I am not a horse racing fan, per se, but I do watch the Triple Crown races every year in hopes of seeing a Triple Crown winner. As most people know, we haven't had one in almost thirty years. I don't quite remember who the last one was. Seattle Slew? Alysheba? Well, whoever it was, it was a heck of a long time ago. Remember War Emblem? Bellamy Road (I think)? Maybe you do, maybe you don't. But there is one horse that will most likely always be remembered, even though he didn't even come close to that Crown.
Remember him? Broke his leg about ten seconds into the Preakness last May? For most horses, that would have been a fatal injury. But he hung on - through a shattered leg, laminitis, and various other setbacks. For a while there, it looked like he'd make it and live out the rest of his life regaling other racehorses with his boring injury stories - 'You got a carrot? Big deal, when I was in the hospital, I got a whole wreath made of them!'
What was it about this magnificent animal (aside from the whole magnificent animal thing) that made everyone care about his fate? Why did absolute strangers send him (a horse, remember) get well cards and gifts, Christmas presents, complete with a stocking of his own? What was it that touched everyone so that when you saw in the news that he was making improvements, we breathed a sigh of relief?

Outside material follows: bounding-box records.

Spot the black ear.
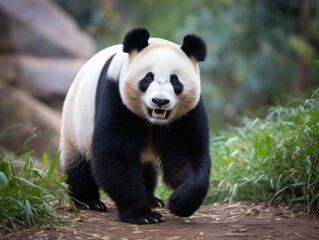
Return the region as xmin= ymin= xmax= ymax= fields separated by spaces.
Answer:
xmin=181 ymin=34 xmax=207 ymax=62
xmin=123 ymin=28 xmax=150 ymax=53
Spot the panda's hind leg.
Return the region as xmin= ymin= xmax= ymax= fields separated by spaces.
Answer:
xmin=66 ymin=153 xmax=107 ymax=212
xmin=143 ymin=163 xmax=165 ymax=208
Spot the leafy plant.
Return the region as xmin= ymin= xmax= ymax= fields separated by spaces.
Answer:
xmin=0 ymin=149 xmax=69 ymax=231
xmin=206 ymin=89 xmax=319 ymax=214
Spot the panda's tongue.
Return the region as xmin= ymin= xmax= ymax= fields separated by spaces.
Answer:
xmin=152 ymin=109 xmax=167 ymax=119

Or got choked up when you read or heard that he had to be euthanized this morning?
Barbaro was supposed to beat those odds. Doctors thought he might. His owners prayed that he would. Thousands of well wishers from all over the world hoped the same.
What was it about Barbaro that touched a part of so many people? Is it simply because we love horses? Or was it something more than that? Was it because he was that rare athlete untouched by greed, unlike most of his human counterparts? Picture Alex Rodriquez signing that outrageously huge contract with the Texas Rangers for a handful of carrots. Yeah. Well, considering how he's played for the Yankees, I'd say the carrots were too much as well, but that's another post.
I love horses. Always have. Always will. I love animals in general (but who doesn't?). For me, I cheered when he rallied and choked up when I heard the news of his death. His owners did the right thing. He's suffered enough and was going to continue suffering. It couldn't have been easy - I had to make that same decision for my dog four years ago and it was the hardest decision I've ever made - but it was the right thing.
Barbaro was an amazing creature - amazingly gifted, amazingly graceful, and amazingly lucky to have the owners he did. I don't know that there will ever be another story like his. I only wish it had a happier ending.